公式サイト: チューリップ・フィーバー 肖像画に秘めた愛

  • 出演: アリシア・ヴィキャンデル, デイン・デハー, ジュディ・デンチ, クリストフ・ヴァルツ, マシュー・モリソン
  • 監督: ジャスティン・チャドウィック
  • 販売元: Happinet
  • 発売日: 2019/03/02、2020/2/4
  • 収録時間: 105分
  • 定価: 4212円、1320円(廉価版)

なお、この記事を書くに当たって原作小説は読んでいません。

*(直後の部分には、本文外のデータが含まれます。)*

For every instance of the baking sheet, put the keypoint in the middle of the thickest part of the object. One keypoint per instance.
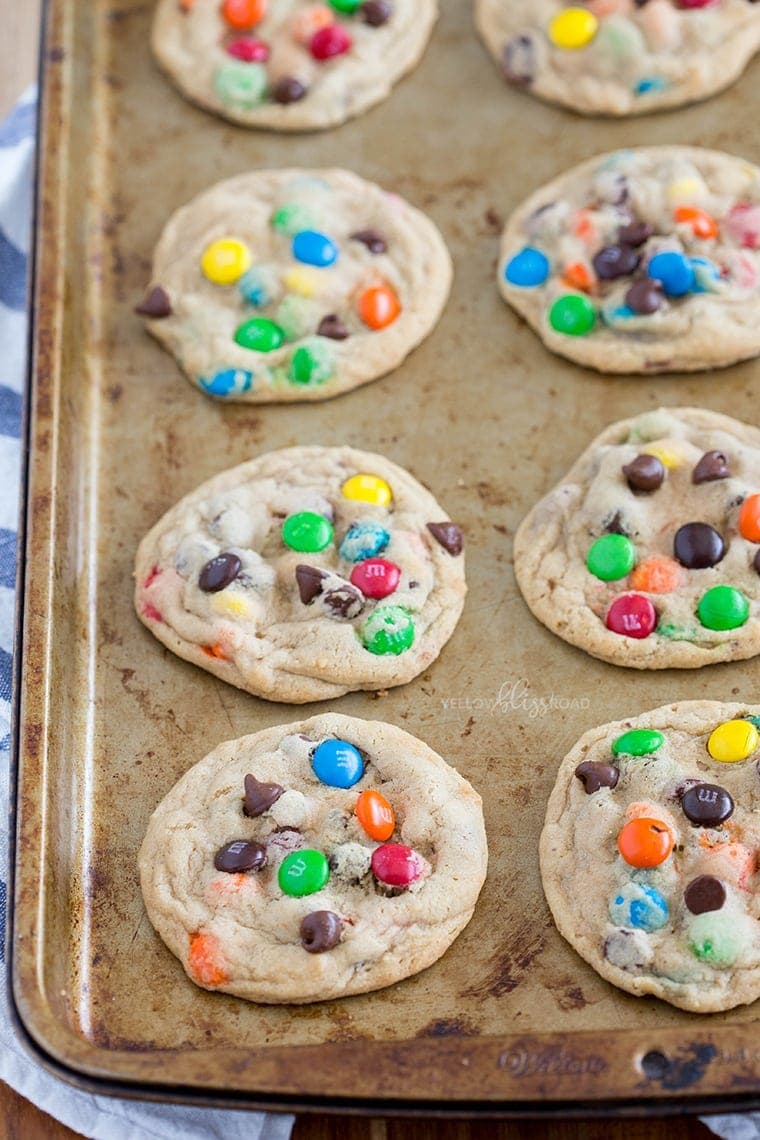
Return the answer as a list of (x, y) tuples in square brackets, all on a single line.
[(511, 1018)]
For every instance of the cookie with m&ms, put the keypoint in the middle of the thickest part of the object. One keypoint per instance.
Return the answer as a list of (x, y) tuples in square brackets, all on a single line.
[(620, 57), (287, 285), (647, 553), (650, 853), (289, 65), (304, 573), (642, 261), (313, 861)]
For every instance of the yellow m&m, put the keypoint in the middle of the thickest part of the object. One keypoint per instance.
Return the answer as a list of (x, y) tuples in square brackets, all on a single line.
[(367, 489), (225, 261), (733, 741), (573, 29)]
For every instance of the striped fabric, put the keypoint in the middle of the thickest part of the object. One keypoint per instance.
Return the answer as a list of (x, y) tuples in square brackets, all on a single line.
[(91, 1116)]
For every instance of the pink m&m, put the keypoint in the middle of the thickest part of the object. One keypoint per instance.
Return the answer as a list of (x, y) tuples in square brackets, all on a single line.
[(376, 577), (398, 865), (631, 616)]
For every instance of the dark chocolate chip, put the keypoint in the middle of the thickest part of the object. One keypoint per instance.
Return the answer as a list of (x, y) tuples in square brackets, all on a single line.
[(240, 856), (645, 296), (333, 327), (320, 930), (376, 13), (519, 60), (707, 805), (343, 601), (711, 466), (155, 303), (704, 894), (219, 572), (448, 535), (645, 473), (259, 797), (288, 89), (309, 580), (615, 261), (697, 545), (374, 241), (594, 774), (635, 234)]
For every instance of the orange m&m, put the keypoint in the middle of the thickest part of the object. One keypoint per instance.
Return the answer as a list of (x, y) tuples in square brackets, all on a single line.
[(378, 307), (242, 14), (375, 815), (749, 519), (703, 225), (645, 841)]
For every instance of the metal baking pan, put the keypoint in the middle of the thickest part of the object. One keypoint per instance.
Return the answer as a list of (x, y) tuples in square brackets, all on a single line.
[(511, 1020)]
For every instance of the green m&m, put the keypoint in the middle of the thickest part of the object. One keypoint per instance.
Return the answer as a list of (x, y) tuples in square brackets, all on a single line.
[(389, 629), (722, 608), (303, 873), (611, 558), (572, 315), (307, 532), (638, 742), (260, 335)]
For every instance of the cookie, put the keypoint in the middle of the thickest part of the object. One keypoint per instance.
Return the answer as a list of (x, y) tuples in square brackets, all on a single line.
[(642, 261), (295, 285), (313, 861), (620, 57), (648, 854), (303, 575), (647, 554), (289, 65)]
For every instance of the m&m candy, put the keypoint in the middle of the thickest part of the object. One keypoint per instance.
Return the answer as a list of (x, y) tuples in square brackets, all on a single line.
[(365, 488), (375, 815), (645, 843), (307, 532), (337, 763), (303, 873)]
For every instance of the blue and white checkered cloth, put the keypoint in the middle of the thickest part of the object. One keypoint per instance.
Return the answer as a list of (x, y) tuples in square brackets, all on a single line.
[(101, 1117)]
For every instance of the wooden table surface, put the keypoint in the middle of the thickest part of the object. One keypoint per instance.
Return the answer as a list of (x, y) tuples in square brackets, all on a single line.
[(22, 1121)]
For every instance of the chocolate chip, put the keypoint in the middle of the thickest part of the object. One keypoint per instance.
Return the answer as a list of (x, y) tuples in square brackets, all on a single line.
[(519, 60), (288, 89), (259, 797), (593, 774), (376, 13), (615, 261), (240, 856), (645, 473), (344, 601), (635, 234), (219, 572), (448, 535), (697, 545), (309, 580), (711, 466), (704, 894), (333, 326), (707, 805), (645, 296), (320, 930), (155, 303), (374, 241)]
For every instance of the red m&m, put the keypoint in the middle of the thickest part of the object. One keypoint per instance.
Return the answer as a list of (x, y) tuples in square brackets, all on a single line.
[(376, 577), (631, 616)]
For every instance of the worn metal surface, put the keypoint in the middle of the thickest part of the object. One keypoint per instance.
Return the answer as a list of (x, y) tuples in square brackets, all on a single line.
[(109, 719)]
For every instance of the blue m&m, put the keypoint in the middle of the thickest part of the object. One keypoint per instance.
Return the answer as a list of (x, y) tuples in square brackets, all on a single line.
[(528, 268), (673, 270), (315, 249), (337, 763)]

あくまで映画のみを観てのレビューとなります。

鑑賞メモ(映画)

Johannes Vermeer - The Art of Painting - WGA24673

フェルメール「絵画の寓意」 In Wikimedia Commons

原作者には、フェルメールの絵画の世界を小説にしたい…という意図があったようです。2018-2019「フェルメール展」とも公式タイアップし、東京展とほぼ同時公開しています。フェルメール「らしさ」は、女主人とメイドというモチーフもそうですし、窓を画面の左にした室内の構図も映画内の至る所で出てきます。なおチューリップ・バブルとフェルメール全盛の時代とは四半世紀ほどずれていますが、「黄金世紀」と呼ばれるオランダにおいて、人々の暮らしや風俗はこの25年の間にそれほど大きく変わってはいません。「ラフ」と呼ばれるひだひだの襟が、フェルメールの頃にはほぼなくなっているくらいでしょうか。

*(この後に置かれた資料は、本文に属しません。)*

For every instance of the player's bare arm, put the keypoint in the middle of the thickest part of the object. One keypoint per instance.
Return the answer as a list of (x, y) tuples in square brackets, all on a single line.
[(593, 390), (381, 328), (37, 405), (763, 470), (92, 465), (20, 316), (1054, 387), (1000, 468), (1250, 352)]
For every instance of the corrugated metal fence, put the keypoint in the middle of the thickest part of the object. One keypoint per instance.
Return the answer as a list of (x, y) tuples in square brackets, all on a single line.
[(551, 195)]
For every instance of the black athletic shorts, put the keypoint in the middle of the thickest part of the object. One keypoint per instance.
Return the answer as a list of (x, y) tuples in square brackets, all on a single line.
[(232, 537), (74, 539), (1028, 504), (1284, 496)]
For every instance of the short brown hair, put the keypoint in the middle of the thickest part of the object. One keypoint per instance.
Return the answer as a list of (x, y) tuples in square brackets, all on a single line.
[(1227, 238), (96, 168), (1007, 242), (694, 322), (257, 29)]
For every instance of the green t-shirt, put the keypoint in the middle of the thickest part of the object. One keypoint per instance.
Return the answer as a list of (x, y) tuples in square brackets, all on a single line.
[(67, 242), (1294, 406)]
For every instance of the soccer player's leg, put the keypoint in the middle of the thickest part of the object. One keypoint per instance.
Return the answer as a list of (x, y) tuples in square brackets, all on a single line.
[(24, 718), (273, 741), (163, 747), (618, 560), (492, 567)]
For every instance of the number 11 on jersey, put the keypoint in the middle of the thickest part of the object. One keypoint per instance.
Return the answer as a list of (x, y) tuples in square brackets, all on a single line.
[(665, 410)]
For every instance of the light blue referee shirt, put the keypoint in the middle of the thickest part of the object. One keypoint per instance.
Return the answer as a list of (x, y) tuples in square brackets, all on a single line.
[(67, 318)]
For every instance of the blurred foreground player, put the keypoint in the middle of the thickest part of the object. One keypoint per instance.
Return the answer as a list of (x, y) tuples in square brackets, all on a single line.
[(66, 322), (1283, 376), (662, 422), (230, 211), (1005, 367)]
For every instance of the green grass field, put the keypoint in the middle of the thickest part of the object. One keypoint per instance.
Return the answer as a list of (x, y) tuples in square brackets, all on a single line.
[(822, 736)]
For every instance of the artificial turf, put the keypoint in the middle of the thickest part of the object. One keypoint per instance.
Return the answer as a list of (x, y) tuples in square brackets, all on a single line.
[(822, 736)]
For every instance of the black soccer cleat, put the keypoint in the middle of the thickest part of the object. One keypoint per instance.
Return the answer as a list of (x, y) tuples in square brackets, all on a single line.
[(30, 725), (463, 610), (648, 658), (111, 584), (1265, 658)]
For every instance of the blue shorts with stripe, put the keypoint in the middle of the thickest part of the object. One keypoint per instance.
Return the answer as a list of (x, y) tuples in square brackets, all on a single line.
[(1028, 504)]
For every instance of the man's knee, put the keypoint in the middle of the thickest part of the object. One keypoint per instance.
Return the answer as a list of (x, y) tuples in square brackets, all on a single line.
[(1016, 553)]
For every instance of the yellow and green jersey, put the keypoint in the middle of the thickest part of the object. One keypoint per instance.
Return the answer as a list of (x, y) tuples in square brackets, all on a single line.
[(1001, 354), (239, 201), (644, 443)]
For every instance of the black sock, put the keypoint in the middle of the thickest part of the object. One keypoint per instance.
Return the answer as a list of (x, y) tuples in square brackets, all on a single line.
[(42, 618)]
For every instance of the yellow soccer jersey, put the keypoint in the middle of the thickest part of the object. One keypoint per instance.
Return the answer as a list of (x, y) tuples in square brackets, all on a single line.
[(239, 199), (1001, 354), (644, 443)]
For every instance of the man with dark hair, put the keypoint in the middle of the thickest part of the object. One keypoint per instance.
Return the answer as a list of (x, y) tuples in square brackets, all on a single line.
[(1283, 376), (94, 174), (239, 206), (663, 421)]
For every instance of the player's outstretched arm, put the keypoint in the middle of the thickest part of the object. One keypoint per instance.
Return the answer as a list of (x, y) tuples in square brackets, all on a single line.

配給元PHANTOM FILMによるよくわかるチューリップ投機

まずはチューリップ・バブルについて。当サイト「トリビア チューリップ・バブル」でも詳述していますが、チューリップ・バブルとは、まだ見ぬ花が咲く「かもしれない」球根に対して、異様なまでの先物取引が過熱した数年間を指します。映画内で描かれるチューリップ・バブルのシーンは、配給元がその箇所だけのトレイラーを作成しているのでぜひご参考に。取引所ではオークション形式で取引が進められます。取引所といっても正式なものではなく、怪しげな居酒屋の一室で行われるもので、貴族も庶民もスリも売春婦もごった返し、この映画のタイトルでもある「熱に浮かれた」有様を見事に再現していると思います。

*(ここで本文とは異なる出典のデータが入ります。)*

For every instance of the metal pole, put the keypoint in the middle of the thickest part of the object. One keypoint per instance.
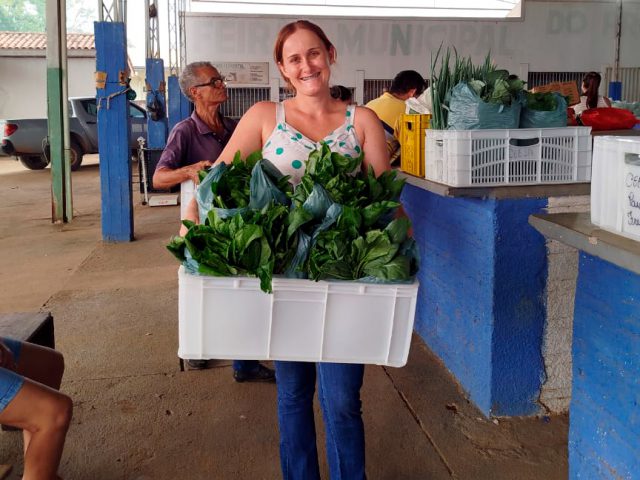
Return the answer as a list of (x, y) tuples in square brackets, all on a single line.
[(57, 114), (616, 67)]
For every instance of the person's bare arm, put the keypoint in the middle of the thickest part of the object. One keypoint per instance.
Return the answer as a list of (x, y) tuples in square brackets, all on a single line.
[(191, 213), (254, 126), (165, 177), (372, 139)]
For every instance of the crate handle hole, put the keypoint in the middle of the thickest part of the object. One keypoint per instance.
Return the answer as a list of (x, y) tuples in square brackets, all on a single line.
[(524, 142)]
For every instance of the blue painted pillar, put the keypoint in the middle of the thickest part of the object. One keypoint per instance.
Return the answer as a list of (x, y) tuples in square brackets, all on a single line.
[(179, 107), (481, 299), (113, 133), (156, 128), (604, 428)]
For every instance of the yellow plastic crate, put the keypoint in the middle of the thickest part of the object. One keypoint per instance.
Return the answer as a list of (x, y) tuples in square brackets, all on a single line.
[(412, 133)]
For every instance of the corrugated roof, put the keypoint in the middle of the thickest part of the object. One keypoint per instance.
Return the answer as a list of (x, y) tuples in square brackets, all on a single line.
[(38, 41)]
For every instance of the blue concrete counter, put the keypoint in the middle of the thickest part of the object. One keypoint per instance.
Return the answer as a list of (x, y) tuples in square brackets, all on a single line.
[(604, 429), (482, 281)]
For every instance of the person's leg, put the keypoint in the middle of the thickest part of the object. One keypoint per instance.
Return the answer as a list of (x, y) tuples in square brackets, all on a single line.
[(339, 393), (252, 371), (298, 452), (45, 414), (40, 364)]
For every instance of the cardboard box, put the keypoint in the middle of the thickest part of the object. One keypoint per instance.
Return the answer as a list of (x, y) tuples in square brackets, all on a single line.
[(568, 89)]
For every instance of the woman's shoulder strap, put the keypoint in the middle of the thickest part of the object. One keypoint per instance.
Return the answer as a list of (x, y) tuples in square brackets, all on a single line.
[(280, 112), (351, 114)]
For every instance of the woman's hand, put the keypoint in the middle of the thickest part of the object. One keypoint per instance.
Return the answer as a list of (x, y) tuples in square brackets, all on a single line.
[(192, 170), (6, 357)]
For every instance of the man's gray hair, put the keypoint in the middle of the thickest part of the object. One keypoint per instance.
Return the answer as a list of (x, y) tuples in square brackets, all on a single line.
[(189, 77)]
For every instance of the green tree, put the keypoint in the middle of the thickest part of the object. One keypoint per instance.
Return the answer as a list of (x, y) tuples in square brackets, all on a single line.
[(22, 15), (29, 16)]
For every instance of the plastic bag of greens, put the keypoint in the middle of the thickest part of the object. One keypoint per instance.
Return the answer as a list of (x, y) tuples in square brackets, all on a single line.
[(267, 185), (543, 110), (467, 111), (209, 197)]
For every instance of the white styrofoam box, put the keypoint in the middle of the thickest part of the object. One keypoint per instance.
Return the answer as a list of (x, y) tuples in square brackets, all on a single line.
[(187, 189), (615, 185), (302, 320), (523, 156)]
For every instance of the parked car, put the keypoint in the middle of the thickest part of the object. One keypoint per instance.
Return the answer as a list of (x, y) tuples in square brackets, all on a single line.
[(27, 140)]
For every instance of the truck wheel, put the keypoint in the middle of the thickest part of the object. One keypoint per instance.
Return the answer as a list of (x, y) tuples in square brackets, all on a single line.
[(34, 162), (75, 156)]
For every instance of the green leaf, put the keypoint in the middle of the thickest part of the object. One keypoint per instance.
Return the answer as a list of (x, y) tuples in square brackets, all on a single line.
[(395, 270), (398, 229), (176, 247)]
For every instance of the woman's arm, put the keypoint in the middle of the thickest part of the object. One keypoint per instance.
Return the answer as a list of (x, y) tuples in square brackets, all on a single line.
[(372, 139), (254, 126)]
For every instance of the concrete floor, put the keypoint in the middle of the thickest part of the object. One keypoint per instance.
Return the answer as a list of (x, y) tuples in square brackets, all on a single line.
[(136, 416)]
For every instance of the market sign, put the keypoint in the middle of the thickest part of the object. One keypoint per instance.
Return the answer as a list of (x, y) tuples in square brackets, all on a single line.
[(244, 73)]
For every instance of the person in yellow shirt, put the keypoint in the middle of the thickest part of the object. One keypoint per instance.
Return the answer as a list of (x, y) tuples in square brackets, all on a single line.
[(390, 106)]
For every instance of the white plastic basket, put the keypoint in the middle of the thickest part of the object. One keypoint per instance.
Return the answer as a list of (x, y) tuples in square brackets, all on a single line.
[(615, 185), (525, 156), (302, 320)]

「動画工房」さんの「オランダのチューリップバブルを説明する」

さらにチューリップ・バブルについてわかりやすい動画はこちら。映画内では、たとえば18ギルダー(「ギルダー」を仮に「万円」と読み替えるとイメージつけやすいです)の白い球根が、「ブレイカー(しましま)」が1本混ざっていたおかげで、920ギルダーにまで高騰しました。

Johannes Vermeer - The Allegory of the Faith - WGA24700

フェルメール「カトリック礼拝の寓意」 In Wikimedia Commons

宗教の描き方についてもなかなか面白かったです。当時のオランダは、当局こそ改革派で占められていますが、国民の約半数はカトリックでした。国教も改革派と定められていますが、そうでないからといって取り締まられたり等はありません。主人公は女子修道院出身で、サンツフォールト家の礼拝方法もカトリック方式、そして画家ヤンとその友人ヘリットはおそらく改革派です。(…というのも、修道院に泥棒に忍び込もうとした際、「教皇の持ち物だから」盗んでいい、的な論理だったので)。八十年戦争は反乱当初こそ宗教戦争の様相を呈していましたが、1630年くらいになれば、宗教問題はほとんど日常生活では問題にならない程度の熱量になっています。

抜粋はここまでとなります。